The long-awaited new Working Hours Act is entering into force on 1 January 2020. The act has already been criticised for not meeting the demands of Finland’s rapidly changing working life. This critique is understandable, as many elements of the new act—such as working hour banks and larger maximum flex-periods—have been available to employers for years already through various collective bargaining agreements.
It is clear that legislation is having trouble keeping up with the rapid pace of change in working life. Work is being shaped by accelerating digitalisation and the rise of the platform economy, but also by the fact that the generations now entering the workforce have different expectations towards employers and work. As the line between working time and free time is blurring, perhaps rather than regulating working time, we should be protecting the right to free time. This would help prevent burnout and would ensure that people are able to maintain their enthusiasm for work as long as possible.

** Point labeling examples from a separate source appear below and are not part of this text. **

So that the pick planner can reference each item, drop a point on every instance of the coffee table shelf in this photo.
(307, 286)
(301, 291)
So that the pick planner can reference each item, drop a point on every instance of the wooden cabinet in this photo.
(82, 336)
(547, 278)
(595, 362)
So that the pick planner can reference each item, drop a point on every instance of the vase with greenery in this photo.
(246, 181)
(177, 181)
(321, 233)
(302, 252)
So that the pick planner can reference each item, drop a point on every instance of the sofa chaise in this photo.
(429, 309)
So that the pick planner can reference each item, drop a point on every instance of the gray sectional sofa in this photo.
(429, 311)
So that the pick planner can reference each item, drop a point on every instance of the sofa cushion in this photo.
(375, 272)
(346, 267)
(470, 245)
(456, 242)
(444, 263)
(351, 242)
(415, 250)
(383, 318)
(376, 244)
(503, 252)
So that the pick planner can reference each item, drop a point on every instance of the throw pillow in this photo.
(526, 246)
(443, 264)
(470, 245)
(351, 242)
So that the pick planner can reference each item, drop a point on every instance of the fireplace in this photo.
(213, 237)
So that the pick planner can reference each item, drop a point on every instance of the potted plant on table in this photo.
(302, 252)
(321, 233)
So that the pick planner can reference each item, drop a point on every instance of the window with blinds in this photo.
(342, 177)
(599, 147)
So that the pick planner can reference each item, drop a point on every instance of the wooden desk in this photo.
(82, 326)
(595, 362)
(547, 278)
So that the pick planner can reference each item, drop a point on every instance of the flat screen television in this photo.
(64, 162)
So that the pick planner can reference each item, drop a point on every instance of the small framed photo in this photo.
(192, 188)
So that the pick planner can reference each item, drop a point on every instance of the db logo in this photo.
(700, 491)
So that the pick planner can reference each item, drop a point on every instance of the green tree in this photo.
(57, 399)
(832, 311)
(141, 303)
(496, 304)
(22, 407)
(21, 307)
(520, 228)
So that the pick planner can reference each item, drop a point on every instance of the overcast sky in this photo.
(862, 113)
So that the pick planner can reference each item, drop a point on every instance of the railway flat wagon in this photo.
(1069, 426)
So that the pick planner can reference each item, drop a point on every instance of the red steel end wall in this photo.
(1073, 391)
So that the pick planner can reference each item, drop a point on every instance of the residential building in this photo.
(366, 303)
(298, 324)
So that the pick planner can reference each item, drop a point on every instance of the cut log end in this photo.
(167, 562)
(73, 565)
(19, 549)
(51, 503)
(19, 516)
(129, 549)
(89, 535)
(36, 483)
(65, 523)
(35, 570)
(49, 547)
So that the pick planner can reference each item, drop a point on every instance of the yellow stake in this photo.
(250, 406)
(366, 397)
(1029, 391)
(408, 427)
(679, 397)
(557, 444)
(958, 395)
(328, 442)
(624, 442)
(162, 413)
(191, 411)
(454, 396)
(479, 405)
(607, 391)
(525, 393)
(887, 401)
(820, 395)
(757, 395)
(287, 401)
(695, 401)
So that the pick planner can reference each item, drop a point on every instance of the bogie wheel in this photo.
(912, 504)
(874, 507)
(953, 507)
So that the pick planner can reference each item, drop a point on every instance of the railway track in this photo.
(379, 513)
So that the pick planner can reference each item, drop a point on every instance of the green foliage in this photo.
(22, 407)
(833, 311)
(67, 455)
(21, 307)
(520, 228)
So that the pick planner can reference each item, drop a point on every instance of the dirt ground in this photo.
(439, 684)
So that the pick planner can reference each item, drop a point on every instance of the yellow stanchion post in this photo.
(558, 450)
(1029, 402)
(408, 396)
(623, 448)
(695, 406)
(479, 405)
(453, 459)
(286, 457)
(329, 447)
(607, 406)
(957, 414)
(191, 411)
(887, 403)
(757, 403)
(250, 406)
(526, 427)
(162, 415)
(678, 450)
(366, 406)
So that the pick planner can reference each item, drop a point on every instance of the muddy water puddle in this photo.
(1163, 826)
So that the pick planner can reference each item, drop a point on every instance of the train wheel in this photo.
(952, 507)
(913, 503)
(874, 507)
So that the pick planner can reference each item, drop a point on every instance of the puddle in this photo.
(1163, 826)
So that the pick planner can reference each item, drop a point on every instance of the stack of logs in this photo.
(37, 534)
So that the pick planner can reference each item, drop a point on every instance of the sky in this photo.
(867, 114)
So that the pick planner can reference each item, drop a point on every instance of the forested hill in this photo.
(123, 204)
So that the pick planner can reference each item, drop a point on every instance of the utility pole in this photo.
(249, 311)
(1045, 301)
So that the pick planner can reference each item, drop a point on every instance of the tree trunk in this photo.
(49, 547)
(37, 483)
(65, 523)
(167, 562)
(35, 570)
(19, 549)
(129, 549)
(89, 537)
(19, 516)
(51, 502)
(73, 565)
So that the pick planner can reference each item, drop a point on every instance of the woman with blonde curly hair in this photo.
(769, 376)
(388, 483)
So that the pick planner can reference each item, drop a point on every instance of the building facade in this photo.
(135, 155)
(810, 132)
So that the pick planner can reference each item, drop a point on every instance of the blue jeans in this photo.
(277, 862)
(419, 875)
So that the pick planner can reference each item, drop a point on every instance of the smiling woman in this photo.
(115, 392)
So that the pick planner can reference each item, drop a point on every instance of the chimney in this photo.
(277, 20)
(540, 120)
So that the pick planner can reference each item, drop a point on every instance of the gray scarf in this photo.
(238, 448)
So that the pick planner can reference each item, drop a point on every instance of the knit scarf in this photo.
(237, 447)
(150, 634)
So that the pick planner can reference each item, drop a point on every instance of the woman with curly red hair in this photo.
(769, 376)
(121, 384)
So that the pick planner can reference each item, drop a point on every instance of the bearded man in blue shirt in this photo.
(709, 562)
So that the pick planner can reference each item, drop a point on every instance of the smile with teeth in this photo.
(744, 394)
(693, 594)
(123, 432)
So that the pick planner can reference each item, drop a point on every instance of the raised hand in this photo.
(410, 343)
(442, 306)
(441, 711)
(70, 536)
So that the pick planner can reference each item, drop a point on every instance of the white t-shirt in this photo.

It will be interesting to see how eagerly employers adopt the possibilities offered by the new act. Companies could use the new flexibility available to them to become more attractive employers, which would help them hire and hold on to the best employees. We are seeing the same discussion happening in every industry: results should mean more than hours, and mutual trust between the supervisor and employee is the foundation on which everything else is built.
There is every reason to believe that the new opportunities for flexibility offered by the act, particularly flexible working hours, could work well in many workplaces. However, it still remains to be seen whether the new act will provide sufficient answers for today’s work communities or whether we will be writing about another amendment a few years from now.